About 33% of the non-caregivers had excellent or very good mental health. Similarly, the percentage of Guardian survey participants in very good or better physical health was 27% for the caregivers and 34% for the non-caregivers.

For financial health, the percentage in very good or better shape was 21% for the caregivers and 28% for the non-caregivers.

One possibility: Caregiving may take away some of the physical and mental energy caregivers need to work with people like you to improve their financial well-being.

New York Life surveyed 1,003 adults who were providing care both for aging adults and for young children. About 83% said they were thinking about buying long-term care insurance or other products to prepare for their own future care needs, but 26% said they are coping with caregiving costs by contributing less or nothing to emergency savings funds.

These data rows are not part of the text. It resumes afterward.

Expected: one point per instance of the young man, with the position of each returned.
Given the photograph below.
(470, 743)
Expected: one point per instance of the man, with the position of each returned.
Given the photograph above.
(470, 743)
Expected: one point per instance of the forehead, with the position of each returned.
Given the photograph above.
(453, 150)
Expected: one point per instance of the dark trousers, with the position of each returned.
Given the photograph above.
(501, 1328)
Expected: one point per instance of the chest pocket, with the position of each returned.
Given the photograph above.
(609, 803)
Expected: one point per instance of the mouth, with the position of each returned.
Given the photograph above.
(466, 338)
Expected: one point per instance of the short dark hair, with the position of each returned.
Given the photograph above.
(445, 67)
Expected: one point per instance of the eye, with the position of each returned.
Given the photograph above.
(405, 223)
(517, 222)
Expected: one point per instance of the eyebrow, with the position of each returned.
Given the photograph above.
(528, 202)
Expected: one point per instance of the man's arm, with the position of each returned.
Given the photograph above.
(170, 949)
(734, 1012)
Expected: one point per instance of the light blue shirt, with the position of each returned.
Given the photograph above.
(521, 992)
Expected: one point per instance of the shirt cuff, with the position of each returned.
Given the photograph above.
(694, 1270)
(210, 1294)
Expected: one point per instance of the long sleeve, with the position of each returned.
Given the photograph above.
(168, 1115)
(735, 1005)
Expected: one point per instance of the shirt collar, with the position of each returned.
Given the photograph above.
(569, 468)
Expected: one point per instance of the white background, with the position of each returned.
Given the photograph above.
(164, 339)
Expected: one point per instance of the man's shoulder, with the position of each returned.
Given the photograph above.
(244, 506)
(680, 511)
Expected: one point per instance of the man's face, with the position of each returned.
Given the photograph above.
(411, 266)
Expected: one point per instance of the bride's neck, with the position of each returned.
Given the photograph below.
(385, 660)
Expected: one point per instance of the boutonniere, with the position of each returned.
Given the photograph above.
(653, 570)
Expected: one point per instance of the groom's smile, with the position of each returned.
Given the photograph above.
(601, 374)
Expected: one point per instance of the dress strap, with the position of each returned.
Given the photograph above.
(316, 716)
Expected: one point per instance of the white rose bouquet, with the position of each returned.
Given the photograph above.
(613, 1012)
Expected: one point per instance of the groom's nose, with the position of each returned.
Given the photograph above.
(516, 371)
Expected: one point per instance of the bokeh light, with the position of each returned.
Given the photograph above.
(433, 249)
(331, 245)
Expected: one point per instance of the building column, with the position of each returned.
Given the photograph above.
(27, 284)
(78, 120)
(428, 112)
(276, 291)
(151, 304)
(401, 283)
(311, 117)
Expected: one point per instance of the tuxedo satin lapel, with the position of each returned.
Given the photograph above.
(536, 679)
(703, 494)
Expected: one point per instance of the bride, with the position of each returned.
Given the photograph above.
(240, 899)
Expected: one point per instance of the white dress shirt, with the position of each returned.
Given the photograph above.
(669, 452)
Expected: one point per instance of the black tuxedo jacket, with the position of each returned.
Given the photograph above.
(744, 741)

10. Overseeing care may take up much more time and be much less predictable than clients expect.

In articles, great care is just a phone call away.

In the real world, even wealthy clients may have trouble finding the right kind of care and the right kinds of professional caregivers quickly.

That can add to clients’ stress levels and inability to focus the usual level of attention on their financial affairs.

11. Dementia can lock clients’ families out of your clients’ accounts.

You see articles all the time about the 95-year-olds who text, post on TikTok and are learning to code their own apps.

Once flesh-and-blood clients develop dementia, they may forget their passwords and where they put their paper password lists.

They will forget how to hang up phones that need to be hung up and how to charge phones that need to be charged.

A financial services firm will want to send a confirmation text to the client’s cell phone before letting the family into the client’s account, then want to get a second confirmation via email. Even if the family manages to get into the cell phone, getting into the email accounts may be impossible.

How well have you protected your clients and their families against account lockout and 2-factor authentication failure risk?

12. Caregiving responsibilities split families.

The in-town child who provides hands-on care management may resent the children who live out of town.

The children who live out of town may be angry at the care providers the in-town sibling picked, not understanding the difference between the options shown in brochures, TV commercials and magazine articles and the much less appealing options that are available in the real world.

The adult children from one of the client’s marriages clash with the adult children from another marriage.

If you’re trying to build a multigenerational wealth advisory practice, you may find the drama is a headwind.